Tsuna menghela napas, menatap Penjaga Awan-nya dengan putus asa. Kandas sudah rencana lainnya (dari sekian banyak yang sudah dibuatnya) untuk membuat Hibari-san sudi bekerja sama dengan anggota famiglia-nya sendiri. "Baik," katanya perlahan, "Hibari-san, kau akan bekerja sendirian. Kita perlu pengawasan pada anggota-anggota cabang kecil, pastikan bahwa di antara mereka tidak ada korban potensial seperti ini. Dan aku bisa percaya Foundation akan bekerja sama?"
"Seratus persen."
"Bagus. Yamamoto, kau akan bergabung dengan Gokudera-kun dan Lambo dalam investigasi mereka."
"Siap, Bos!" tanggap Yamamoto ceria, memberi salut kepada Tsuna dengan tangannya.
"Lalu… Chrome." Sang wanita bermata satu mendongak ketika namanya disebut. "Tugasmu adalah meninjau kedua pihak. Jadilah penghubung, pastikan masing-masing mendapat apapun yang mereka butuhkan—informasi, bala bantuan, segalanya. Jangan lupa untuk memberitahuku setiap kali ada sesuatu yang terjadi."
"… Baik, Bos."
"Yang terakhir, aku minta kepada kalian semua untuk tetap waspada. Ini mungkin terlihat seperti masalah kecil, tetapi kalau kita sampai salah langkah,.. ribuan nyawa yang dipertaruhkan bisa berada dalam bahaya." Tsuna menatap para Penjaga-nya dengan saksama, memastikan semua orang mendapatkan pesannya sebelum melanjutkan, "Kalau begitu, ada pertanyaan?"
Lambo mengangkat tangannya. Tsuna memberi isyarat mempersilakan. "Lambo?"
"Di mana Sasagawa-shi?" tanyanya, bingung.
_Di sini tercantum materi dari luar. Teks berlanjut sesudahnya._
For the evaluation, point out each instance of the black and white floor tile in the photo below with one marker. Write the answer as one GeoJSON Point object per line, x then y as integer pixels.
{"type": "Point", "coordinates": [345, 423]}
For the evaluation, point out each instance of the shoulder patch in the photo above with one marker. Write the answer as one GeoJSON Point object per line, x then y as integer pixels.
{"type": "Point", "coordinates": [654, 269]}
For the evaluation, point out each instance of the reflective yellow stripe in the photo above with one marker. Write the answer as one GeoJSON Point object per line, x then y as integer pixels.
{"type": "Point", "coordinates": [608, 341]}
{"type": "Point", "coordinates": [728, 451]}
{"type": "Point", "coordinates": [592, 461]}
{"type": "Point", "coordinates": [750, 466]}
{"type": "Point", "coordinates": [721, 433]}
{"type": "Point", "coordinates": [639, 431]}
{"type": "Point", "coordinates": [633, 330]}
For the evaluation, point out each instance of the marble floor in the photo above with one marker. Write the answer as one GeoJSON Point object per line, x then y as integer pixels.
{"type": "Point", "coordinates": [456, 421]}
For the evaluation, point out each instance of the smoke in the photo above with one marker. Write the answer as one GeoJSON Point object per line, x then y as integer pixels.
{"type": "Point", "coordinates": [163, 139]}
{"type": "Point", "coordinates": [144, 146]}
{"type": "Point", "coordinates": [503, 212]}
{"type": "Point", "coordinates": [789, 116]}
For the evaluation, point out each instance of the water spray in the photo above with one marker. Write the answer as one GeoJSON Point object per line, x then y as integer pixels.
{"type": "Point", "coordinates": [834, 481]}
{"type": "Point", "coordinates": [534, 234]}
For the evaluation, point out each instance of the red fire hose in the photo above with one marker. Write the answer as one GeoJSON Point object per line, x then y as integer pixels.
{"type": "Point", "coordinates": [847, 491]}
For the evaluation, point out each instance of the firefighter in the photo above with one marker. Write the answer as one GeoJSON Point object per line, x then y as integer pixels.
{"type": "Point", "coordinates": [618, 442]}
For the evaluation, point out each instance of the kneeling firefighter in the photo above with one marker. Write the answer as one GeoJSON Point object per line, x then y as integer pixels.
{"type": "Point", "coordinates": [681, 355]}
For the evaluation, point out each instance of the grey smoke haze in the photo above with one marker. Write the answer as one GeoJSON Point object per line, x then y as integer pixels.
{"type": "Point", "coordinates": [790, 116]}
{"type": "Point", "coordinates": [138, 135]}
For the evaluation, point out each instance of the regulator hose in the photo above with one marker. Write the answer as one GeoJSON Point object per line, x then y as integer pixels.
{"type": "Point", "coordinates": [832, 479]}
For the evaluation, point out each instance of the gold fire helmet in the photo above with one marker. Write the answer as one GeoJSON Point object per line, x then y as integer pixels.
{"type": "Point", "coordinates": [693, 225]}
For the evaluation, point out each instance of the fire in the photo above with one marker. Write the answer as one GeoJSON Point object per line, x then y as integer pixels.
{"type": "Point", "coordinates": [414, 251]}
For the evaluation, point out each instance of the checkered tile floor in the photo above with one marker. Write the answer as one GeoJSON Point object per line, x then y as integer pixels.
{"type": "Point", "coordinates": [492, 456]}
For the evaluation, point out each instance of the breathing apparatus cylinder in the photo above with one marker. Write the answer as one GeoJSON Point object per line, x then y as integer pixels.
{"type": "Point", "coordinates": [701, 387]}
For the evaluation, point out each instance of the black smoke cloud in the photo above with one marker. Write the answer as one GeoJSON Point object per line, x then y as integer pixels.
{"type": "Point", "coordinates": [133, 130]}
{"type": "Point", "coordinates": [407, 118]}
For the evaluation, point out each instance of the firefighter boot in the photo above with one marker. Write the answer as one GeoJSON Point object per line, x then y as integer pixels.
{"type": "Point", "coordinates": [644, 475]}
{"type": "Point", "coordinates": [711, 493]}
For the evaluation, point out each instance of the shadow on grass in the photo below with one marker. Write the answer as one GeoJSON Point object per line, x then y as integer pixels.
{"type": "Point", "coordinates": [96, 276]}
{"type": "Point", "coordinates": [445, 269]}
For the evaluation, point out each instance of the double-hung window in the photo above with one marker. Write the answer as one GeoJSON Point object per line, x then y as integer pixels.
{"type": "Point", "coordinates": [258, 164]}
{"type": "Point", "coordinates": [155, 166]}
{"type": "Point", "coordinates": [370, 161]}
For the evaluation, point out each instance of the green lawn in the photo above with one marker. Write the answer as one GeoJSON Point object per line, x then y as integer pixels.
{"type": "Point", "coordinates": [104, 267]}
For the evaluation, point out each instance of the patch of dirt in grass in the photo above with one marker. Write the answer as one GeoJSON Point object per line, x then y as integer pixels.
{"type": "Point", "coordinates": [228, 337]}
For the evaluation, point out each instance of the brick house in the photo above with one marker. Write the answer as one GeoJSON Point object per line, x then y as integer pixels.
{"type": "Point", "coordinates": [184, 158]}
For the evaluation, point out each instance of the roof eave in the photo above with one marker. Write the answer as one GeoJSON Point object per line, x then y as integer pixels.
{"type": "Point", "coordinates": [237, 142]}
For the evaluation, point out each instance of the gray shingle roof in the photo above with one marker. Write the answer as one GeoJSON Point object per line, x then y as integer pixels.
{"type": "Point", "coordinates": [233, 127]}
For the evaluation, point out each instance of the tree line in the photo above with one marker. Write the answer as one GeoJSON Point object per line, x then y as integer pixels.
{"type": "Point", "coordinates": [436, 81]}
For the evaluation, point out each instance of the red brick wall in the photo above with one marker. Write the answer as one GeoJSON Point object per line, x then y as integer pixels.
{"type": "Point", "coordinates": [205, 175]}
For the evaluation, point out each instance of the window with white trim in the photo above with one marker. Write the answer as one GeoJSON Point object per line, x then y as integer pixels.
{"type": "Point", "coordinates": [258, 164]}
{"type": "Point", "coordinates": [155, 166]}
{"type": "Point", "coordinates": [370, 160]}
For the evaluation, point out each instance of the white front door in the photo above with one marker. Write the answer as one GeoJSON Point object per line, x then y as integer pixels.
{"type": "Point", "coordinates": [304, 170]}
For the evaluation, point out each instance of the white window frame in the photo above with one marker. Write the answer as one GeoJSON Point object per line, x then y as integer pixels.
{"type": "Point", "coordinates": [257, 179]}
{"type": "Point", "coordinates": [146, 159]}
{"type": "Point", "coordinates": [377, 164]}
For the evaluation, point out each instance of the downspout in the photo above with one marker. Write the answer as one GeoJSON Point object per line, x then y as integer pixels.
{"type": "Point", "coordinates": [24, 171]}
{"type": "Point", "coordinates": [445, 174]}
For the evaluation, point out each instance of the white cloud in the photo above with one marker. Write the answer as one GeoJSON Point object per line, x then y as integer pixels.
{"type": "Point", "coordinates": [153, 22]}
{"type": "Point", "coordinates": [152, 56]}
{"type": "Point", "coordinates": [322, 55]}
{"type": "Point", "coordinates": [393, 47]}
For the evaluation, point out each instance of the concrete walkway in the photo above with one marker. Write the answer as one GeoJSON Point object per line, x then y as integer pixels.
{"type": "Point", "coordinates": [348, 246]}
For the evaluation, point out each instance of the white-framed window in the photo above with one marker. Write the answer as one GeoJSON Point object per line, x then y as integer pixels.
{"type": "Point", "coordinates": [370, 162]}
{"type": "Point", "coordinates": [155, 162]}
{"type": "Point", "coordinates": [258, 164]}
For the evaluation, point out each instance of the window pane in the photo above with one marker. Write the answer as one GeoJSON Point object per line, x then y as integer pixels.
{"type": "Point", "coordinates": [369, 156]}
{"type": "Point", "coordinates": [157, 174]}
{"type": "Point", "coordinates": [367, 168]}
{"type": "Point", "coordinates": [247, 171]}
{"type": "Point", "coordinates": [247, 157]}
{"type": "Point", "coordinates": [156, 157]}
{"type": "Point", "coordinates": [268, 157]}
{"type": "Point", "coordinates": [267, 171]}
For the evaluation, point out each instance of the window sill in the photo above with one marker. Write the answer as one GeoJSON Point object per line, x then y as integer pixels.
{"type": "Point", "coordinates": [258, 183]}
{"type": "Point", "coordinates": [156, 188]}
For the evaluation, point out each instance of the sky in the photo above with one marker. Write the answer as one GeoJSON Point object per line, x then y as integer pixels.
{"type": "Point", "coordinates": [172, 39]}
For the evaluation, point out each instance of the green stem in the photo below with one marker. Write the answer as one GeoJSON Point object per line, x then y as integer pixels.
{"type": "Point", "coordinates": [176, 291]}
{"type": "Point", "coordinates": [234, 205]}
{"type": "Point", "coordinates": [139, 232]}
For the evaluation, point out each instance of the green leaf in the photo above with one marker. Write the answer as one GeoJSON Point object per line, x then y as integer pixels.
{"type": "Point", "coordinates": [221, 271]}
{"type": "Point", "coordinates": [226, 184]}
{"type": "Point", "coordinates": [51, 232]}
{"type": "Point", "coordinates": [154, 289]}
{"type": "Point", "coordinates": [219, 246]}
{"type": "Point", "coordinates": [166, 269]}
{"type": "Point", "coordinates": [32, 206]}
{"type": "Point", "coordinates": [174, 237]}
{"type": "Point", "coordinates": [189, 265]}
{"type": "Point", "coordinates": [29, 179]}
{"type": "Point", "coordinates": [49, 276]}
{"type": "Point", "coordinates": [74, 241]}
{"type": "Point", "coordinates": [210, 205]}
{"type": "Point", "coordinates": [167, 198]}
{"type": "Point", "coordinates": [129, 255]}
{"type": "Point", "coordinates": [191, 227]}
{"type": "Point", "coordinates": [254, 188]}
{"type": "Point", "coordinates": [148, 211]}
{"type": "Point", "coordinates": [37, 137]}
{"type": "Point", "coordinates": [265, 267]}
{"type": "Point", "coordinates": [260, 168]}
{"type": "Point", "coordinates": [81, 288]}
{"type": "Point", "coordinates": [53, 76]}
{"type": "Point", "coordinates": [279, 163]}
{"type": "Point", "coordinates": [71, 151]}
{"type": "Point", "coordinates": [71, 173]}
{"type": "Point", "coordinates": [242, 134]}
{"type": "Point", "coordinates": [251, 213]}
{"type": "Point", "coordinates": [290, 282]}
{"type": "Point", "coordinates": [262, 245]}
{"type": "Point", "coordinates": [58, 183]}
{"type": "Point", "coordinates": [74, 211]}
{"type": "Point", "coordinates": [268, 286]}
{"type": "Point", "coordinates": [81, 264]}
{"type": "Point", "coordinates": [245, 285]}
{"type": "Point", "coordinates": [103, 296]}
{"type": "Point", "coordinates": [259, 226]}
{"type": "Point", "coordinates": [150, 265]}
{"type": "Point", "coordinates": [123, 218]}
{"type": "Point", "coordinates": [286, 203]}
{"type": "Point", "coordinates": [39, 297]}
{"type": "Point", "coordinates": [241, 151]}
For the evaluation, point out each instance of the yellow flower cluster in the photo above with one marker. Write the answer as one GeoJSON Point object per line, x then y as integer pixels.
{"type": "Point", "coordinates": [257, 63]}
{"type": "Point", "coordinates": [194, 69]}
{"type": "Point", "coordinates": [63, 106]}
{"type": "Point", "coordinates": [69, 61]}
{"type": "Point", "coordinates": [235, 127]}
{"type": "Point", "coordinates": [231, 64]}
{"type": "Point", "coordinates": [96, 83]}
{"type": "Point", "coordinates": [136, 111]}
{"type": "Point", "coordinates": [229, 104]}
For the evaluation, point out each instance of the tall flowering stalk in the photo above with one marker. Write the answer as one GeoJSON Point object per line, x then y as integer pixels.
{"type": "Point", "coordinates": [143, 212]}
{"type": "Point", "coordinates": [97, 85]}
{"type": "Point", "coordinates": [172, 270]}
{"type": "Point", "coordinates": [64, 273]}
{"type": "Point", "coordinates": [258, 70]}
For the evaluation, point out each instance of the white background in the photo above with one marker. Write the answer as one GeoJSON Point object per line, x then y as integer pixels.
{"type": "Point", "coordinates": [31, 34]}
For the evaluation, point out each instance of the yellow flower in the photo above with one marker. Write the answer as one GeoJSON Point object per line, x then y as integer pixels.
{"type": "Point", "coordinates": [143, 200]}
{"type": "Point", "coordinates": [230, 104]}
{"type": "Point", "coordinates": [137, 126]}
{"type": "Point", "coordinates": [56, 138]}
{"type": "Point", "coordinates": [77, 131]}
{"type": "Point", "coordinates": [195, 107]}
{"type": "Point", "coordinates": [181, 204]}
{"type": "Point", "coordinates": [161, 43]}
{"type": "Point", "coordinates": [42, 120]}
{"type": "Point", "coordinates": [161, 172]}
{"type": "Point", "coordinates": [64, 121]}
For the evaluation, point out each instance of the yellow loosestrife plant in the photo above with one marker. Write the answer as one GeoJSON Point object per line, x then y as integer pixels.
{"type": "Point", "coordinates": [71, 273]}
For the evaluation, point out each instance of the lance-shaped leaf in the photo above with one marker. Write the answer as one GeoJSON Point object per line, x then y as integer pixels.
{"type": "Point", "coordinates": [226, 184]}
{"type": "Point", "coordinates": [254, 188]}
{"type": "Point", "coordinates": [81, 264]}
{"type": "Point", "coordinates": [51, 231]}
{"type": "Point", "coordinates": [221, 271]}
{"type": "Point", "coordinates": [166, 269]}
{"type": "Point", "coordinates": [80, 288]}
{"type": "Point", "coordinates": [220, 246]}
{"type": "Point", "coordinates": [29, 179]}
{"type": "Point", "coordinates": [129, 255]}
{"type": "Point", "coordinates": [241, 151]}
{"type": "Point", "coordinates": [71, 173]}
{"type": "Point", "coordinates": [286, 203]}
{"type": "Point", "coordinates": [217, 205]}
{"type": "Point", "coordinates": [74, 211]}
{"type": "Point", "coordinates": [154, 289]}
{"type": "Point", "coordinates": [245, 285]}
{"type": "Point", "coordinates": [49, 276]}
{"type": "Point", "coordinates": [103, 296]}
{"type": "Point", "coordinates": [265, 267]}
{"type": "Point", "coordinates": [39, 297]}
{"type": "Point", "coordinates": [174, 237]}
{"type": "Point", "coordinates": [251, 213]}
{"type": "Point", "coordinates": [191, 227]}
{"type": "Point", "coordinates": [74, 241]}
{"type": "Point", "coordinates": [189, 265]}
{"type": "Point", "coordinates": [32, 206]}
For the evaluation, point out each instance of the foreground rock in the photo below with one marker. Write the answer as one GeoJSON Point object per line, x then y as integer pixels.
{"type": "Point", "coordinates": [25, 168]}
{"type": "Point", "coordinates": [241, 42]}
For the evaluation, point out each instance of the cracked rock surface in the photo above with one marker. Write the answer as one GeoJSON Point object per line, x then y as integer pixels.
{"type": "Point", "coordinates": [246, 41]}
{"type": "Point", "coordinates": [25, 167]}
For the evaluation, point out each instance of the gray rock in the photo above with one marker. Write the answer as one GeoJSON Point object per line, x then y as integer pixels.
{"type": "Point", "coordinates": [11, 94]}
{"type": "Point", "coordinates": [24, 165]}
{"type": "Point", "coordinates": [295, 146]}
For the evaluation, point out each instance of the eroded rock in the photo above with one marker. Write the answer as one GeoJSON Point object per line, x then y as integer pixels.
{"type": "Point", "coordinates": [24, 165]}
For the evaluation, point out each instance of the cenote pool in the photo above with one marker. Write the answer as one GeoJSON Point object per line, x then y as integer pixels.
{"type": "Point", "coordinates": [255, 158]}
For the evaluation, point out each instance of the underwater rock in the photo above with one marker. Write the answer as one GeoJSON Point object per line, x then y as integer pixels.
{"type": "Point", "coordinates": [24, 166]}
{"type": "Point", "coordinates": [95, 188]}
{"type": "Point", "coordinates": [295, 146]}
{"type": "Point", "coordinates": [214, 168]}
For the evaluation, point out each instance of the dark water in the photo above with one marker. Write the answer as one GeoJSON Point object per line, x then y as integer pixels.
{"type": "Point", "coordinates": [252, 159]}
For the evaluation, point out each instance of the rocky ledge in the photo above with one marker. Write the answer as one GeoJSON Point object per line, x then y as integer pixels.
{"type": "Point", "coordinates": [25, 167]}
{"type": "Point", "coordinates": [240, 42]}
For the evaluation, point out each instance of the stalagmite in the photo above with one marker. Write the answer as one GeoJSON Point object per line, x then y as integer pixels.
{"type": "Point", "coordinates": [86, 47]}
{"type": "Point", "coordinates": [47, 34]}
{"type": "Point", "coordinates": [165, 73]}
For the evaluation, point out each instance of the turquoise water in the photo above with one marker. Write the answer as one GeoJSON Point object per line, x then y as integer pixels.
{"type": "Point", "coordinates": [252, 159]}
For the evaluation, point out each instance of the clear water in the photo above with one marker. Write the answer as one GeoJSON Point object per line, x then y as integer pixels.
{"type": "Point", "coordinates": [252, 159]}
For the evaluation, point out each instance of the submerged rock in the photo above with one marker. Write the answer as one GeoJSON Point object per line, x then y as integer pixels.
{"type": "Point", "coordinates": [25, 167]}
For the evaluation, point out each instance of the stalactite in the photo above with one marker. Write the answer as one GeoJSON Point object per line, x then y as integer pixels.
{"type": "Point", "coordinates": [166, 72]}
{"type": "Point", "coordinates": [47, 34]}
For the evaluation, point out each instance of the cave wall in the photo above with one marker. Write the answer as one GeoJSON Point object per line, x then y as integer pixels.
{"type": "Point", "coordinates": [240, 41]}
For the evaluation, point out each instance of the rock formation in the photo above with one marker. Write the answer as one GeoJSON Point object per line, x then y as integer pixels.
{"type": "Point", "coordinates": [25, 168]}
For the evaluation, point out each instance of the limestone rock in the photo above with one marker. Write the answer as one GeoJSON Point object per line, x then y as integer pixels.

Semua orang melirik seisi ruangan. Sampai detik ini, sang Penjaga Matahari belum datang ke ruang rapat padahal briefing mereka sudah selesai—kursi Ryouhei yang bertempat tepat di tengah Yamamoto dan Chrome masih juga kosong. Tsuna melirik Gokudera, meminta penjelasan. Gokudera berdeham.
"Um, Juudaime… sebenarnya saya belum benar-benar selesai dengan laporannya."
"… Maaf?" Tsuna menaikkan sebelah alisnya. Jarang bagi sang tangan kanan Vongola Kesepuluh untuk lalai dalam tugas. Ini pasti sesuatu yang spesial.
Gokudera mengerut di bawah tatapan Tsuna.
"Ada… ada sebuah detail yang belum saya utarakan."
Sasagawa Hana tidak sedang mengalami hari yang menyenangkan.
Di hadapannya, di depan pintu rumah mereka, berdirilah suaminya dengan senyum lebar terpampang di wajahnya dan seorang bayi dalam pelukannya.
Seorang bayi, demi Tuhan.
Sasagawa Ryouhei nyengir lebar melihat reaksi istrinya. Cengiran tersebut masih bertahan lama, meski demikian, bahkan setelah Hana yang segera pulih dari shock-nya mengangkat sebelah tangannya dan menunding sang bayi dengan jarinya.
"Apa dia… seorang bayi?"
"Ya." Ryouhei mengangguk, masih nyengir.
"Anak laki-laki?"
"Yep!"
Ryouhei terlihat bahagia sekali sehingga Hana dibuat tak mampu berkata-kata.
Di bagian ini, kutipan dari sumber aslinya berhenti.